Good day PRL readers!
Last week we touched on ways that you can negatively influence an outcome: The Poochie Effect. By immediately presenting a solution to a question, we shut people out of the solution process and remove their intrinsic desire to be valuable.
Today I want to talk about pacing. Pacing is when you get early agreement in a conversation, and slowly lead somebody to reach your goal.
Pacing is the opposite of the Poochie Effect, and it’s essential to Persuasion and Social Hypnosis.
With pacing, we start the conversation with facts or a shared opinion. We get people to say yes early in the conversation. We give people the feeling that their opinions and positions matter, because of course, they do.
Slowly, we move the conversation away from facts, to shared opinions, eventually towards the point that we want to make (if we seek agreement) or towards our goal (of increased participation).
When you get the participants saying Yes early in the conversation, the chance of them following you to your logical conclusion is vastly higher. Because everyone started with Yes, and the opening points were all things we could agree on, participants aren’t on the defensive and they’re more willing to follow your thoughts.
Pacing is one tool among many that we’ll discuss here on PRL. Whenever you can combine influential and persuasive tools, your success rate will increase.
Let me give you an example of Pacing.
I was in a company meeting not long ago. The first thing the leader of this meeting asked was, “We all work for the same company, right?” This was a fact. Everybody said Yes. This sentence also spoke to our core common identity, which is a tool essential in persuasion.
Next, the leader asked, “We are all here to find a solution to this problem, right?” Of course that’s why we were there. Everybody said Yes again. Obvious, isn’t it?
We didn’t begin the meeting with finger pointing or defensive positions. We were saying Yes. From the start, the meeting was non-confrontational and successful.

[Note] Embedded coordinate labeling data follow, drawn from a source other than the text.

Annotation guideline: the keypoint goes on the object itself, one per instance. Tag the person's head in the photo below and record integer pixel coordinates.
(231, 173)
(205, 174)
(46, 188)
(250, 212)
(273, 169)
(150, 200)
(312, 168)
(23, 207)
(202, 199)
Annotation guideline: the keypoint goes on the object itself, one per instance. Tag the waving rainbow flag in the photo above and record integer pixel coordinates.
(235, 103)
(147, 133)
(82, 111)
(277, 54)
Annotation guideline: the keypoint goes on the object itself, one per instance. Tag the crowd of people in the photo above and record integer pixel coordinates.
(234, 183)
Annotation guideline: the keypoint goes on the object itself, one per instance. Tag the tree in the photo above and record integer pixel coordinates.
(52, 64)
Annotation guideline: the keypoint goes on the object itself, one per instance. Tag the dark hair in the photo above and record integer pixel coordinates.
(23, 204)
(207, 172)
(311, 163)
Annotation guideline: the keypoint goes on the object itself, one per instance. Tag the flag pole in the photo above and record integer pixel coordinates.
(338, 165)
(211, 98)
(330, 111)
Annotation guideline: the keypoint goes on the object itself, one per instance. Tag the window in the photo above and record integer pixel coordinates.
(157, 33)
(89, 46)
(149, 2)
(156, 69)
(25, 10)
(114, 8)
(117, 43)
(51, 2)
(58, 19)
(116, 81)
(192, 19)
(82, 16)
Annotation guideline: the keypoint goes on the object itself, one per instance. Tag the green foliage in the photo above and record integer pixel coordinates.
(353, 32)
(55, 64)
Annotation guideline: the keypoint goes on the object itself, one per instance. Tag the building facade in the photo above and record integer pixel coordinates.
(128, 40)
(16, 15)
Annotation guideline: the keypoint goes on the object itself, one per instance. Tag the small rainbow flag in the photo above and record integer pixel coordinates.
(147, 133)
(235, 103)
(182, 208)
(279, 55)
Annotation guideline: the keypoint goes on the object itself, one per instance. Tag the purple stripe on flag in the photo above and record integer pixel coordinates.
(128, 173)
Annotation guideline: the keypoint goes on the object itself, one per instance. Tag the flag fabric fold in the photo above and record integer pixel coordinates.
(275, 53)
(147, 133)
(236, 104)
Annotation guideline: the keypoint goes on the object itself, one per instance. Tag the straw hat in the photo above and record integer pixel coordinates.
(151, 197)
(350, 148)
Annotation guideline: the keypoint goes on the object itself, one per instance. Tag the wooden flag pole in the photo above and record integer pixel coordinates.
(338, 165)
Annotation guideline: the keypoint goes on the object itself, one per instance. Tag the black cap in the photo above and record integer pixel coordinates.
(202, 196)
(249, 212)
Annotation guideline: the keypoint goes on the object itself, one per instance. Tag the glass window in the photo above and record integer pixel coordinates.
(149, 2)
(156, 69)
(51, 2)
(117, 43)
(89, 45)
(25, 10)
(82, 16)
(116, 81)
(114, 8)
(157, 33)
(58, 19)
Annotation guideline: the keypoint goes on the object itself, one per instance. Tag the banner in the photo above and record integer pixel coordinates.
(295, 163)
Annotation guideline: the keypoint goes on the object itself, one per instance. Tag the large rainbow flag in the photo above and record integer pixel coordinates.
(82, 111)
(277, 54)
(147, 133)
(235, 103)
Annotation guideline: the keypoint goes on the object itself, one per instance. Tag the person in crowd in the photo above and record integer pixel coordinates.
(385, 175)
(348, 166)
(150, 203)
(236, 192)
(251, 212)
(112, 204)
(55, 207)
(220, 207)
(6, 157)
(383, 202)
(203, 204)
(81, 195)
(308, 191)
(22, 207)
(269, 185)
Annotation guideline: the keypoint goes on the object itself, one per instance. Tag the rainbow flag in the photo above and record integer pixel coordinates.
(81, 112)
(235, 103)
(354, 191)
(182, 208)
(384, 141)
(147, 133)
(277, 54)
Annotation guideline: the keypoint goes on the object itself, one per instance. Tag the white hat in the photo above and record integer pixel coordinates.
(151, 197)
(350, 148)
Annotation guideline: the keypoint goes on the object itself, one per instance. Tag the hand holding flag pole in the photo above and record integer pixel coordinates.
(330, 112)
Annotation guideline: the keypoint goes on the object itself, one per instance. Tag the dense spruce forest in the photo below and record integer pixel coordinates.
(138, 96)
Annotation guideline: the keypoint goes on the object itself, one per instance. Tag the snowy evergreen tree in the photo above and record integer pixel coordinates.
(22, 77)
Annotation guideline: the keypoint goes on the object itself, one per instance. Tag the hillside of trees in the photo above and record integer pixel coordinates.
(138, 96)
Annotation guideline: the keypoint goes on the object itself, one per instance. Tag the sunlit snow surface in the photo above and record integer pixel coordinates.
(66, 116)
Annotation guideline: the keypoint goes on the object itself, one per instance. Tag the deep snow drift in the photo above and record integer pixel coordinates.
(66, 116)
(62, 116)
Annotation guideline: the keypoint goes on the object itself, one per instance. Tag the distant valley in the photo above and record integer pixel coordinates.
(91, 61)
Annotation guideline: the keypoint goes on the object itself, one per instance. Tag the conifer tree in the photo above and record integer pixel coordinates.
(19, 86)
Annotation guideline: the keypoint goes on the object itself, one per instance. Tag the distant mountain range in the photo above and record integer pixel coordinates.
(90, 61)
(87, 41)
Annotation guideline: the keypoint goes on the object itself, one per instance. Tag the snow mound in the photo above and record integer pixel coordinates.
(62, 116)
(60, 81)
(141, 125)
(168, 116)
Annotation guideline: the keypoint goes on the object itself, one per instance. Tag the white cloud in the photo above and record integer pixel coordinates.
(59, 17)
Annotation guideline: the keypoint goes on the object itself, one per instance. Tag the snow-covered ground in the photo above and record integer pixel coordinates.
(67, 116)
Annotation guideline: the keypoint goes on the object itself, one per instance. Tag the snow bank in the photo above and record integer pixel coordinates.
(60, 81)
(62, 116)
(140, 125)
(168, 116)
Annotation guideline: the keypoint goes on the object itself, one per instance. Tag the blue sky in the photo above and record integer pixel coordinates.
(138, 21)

The influential moves to increase participation were:
- Using pacing to get everyone starting with Yes, and
- Highlight a common identity, so we feel connected to the common cause
These two Persuasion Tools get everyone in the same emotional state, and lead to more productive conversations.
Pacing can help you avoid arguments that may damage a relationship. When you have some crazy idea that you fear will be shot down, try pacing along with the other techniques that will be discussing in the future to build rapport and get the people on board with your plans.
I’ll write more about Pacing and how it impacts Rapport and Charisma in upcoming posts.